10. Aux termes de l'article 8 de la convention européenne de sauvegarde des droits de l'homme et des libertés fondamentales : " Toute personne a droit au respect de sa vie privée et familiale, de son domicile et de sa correspondance. Il ne peut y avoir ingérence d'une autorité publique dans l'exercice de ce droit que pour autant que cette ingérence est prévue par la loi et qu'elle constitue une mesure qui, dans une société démocratique, est nécessaire à la sécurité nationale, à la sûreté publique, au bien-être économique du pays, à la défense de l'ordre et à la prévention des infractions pénales, à la protection de la santé ou de la morale, ou à la protection des droits et libertés d'autrui ".

11. Pour les mêmes motifs que ceux qui ont été indiqués au point 7 du présent jugement, Mme A n'est pas fondée à soutenir que la décision par laquelle le préfet l'a obligée à quitter le territoire français méconnaît les stipulations de l'article 8 de la convention européenne de sauvegarde des droits de l'homme et des libertés fondamentales.

12. Il résulte de tout ce qui précède que les conclusions aux fins d'annulation de la requête présentée par Mme A doivent être rejetées, ainsi que, par voie de conséquence, ses conclusions aux fins d'injonction et d'astreinte.

Sur les conclusions présentées sur le fondement des articles L. 761-1 du code de justice administrative et 37 de la loi du 10 juillet 1991 :

13. Les dispositions des articles L. 761-1 du code de justice administrative et 37 de la loi du 10 juillet 1991 font obstacle à ce qu'une somme soit mise à la charge de l'État, qui n'est pas, dans la présente instance, la partie perdante.
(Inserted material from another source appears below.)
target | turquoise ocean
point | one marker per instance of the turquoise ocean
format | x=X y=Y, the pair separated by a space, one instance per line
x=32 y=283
Les conclusions présentées à ce titre par la requérante, doivent, par suite, être rejetées.

D E C I D E :

Article 1er: La requête de Mme A est rejetée.

Article 3 : Le présent jugement sera notifié à Mme E A et au préfet du Val-d'Oise.

Délibéré après l'audience du 10 janvier 2023, à laquelle siégeaient :

Mme Le Griel, présidente,

Mme Colin, première conseillère,

Mme Debourg, conseillère,

assistés de Mme Bonfanti, greffière.

Rendu public par mise à disposition au greffe le 24 janvier 2023,

L'assesseur le plus ancien,

Signé

C. Colin La vice-présidente rapporteure,

Signé

Mme D

La greffière,

Signé

D. Bonfanti

La République mande et ordonne au préfet du Val-d'Oise en ce qui le concerne et à tous commissaires de justice à ce requis en ce qui concerne les voies de droit commun contre les parties privées, de pourvoir à l'exécution de la présente décision.